The minimum donor HB requirements are addressed in FDA’s May 2015 final rule, “Requirements for Blood and Blood Components Intended for Transfusion or for Further Manufacturing Use.” FDA evaluated the normal range of HB levels to help prevent iron depletion in male allogeneic donors and revised the eligibility requirements accordingly. The Final Rule established a new minimum HB requirement of 13.0 g/dL, or a hematocrit value that is ≥39%, that aligns more closely with the low range of normal levels for men. 

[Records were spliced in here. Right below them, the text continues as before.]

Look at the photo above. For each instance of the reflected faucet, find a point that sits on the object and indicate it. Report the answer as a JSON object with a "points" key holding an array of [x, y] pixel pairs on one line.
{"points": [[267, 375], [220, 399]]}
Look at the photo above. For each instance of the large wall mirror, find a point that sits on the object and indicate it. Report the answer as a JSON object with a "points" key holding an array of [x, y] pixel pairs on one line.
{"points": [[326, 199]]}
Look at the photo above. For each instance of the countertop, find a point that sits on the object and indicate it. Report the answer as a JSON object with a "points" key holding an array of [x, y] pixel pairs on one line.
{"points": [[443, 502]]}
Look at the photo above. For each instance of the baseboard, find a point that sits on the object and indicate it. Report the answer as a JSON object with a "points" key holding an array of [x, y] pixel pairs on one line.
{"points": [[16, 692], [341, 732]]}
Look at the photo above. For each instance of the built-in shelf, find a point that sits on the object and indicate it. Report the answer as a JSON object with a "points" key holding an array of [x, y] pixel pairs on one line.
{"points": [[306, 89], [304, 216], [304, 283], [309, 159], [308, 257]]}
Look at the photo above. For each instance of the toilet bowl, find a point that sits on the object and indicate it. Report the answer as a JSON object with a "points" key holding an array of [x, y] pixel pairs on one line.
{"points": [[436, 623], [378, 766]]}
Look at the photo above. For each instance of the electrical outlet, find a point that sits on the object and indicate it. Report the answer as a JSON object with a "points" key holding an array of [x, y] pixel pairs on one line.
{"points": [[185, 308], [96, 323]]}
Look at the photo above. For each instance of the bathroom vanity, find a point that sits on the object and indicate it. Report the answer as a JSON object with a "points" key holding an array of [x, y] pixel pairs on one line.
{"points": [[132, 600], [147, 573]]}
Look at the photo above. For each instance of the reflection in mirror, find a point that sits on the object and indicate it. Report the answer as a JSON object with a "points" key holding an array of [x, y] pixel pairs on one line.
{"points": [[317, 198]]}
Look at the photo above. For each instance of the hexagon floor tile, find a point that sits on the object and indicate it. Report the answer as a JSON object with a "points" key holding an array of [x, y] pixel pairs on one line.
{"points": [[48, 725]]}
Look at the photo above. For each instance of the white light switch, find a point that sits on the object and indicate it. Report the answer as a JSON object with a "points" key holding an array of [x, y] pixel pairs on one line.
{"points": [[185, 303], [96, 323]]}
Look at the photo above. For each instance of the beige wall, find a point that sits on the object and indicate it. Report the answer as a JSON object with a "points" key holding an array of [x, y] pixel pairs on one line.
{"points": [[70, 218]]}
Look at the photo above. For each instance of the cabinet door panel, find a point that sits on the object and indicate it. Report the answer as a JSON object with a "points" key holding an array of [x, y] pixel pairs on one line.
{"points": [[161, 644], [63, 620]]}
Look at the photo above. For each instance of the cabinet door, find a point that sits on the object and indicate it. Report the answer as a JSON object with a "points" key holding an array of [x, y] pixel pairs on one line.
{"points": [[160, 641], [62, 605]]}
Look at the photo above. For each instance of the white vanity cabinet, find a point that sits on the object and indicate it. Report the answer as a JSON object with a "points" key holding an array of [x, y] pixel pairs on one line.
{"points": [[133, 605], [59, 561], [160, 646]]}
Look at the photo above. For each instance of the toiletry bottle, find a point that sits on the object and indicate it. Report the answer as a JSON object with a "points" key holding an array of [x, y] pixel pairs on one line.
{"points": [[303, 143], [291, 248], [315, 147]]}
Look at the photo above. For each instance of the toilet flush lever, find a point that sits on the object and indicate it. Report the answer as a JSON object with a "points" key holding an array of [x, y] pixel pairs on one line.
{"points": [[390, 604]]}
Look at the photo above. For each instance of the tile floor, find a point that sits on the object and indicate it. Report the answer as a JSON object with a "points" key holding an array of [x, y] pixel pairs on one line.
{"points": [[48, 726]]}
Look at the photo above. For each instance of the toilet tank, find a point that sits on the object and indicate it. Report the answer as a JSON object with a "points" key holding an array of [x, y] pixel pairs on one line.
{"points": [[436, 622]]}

Likewise, in the May 2015 final rule, FDA also evaluated the normal range of HB levels in female allogeneic donors. Although the Final Rule maintained current requirements for HB and hematocrit levels for female donors at a minimum of 12.5 g/dL and 36%, respectively, the FDA recognizes that HB levels lower than 12.5 g/dL are also within the normal range for women. 21 CFR 630.10(f)(3)(i)(A) authorizes blood collections “from female allogeneic donors who have a hemoglobin level between 12.0 and 12.5 grams per deciliter of blood, or a hematocrit value between 36 and 38 percent, provided that you [the establishment] have taken additional steps to assure that this alternative standard is adequate to ensure that the health of the donor will not be adversely affected due to the donation, in accordance with a procedure that has been found acceptable for this purpose by FDA.” At the invitation of FDA, AABB presented to BPAC proposed strategies for managing iron health in this subset of female donors, with and without ferritin testing, in support of this provision in the final rule.